MUHC Surgery Recovery Program supporting you through arrival to discharge

Imagine you have a surgery scheduled for next week. On the one hand, you are extremely happy that you are on the right path to getting better. On the other hand, you’re not quite sure how it will feel, how difficult you will find the recuperation period, and what, if anything, you need to do to prepare for your hospital stay.

Thanks to the MUHC Surgery Recovery Program, also known as PRETSURE, you can set these types of worries aside. From your arrival to discharge from the hospital, PRETSURE will make sure you get through your procedure as smoothly and as successfully as possible.

Dr. Liane FeldmanDr. Liane Feldman, director of the Section of Minimally Invasive Surgery at the McGill University Health Centre (MUHC), “I was looking for a way to enhance patient recovery after surgery, get evidence into practice and better coordinate surgical care when the Surgery Recovery Program (PRETSURE) pilot project was launched in 2008,” says Dr.
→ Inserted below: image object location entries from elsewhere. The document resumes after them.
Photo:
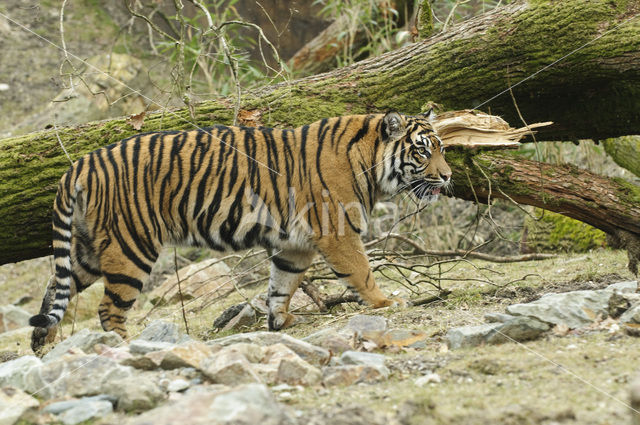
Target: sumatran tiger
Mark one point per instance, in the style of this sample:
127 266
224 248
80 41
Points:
296 192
Liane Feldman.  “Today, PRETSURE is an official MUHC program and is composed of 12 members including anaesthesiologists, surgeons, managers, physiotherapists, nutritionists, pharmacists, an associate director of nursing, nurse educator, patient flow coordinator and more.”

Thanks to PRETSURE, quality of care has already shown signs of improvement on all levels. For example, when medical orders are implemented for a surgical procedure, all the surgeons involved have already reached consensus and approved them, which decreases variability and standardizes practices. Another tool used in this program is the creation and distribution of patient education booklets at the preoperative appointment. In these booklets patients learn, through words and pictures, all the information about their procedure. This includes the steps the patient will go through from arrival to discharge from the hospital.

“The patients and their families now arrive prepared at the hospital,” says Debbie Watson, a nurse clinician and coordinator for the MUHC PRETSURE program. “They know what will happen to them and what they need to do, which is very reassuring and empowering for them.”

Length-of-stay has also decreased. For esophagectomy, one of the most complex procedures in digestive surgery, the average length of stay was 19 days, but since the implementation of the pathways, 60 per cent of patients were discharged home within 8 days of the operation.

The ultimate goal is to develop the program for the 20 most prevalent surgeries at the Montreal General Hospital of the MUHC, such as hip and knee arthroplasties, thyroidectomy and radical cystectomy, to name a few.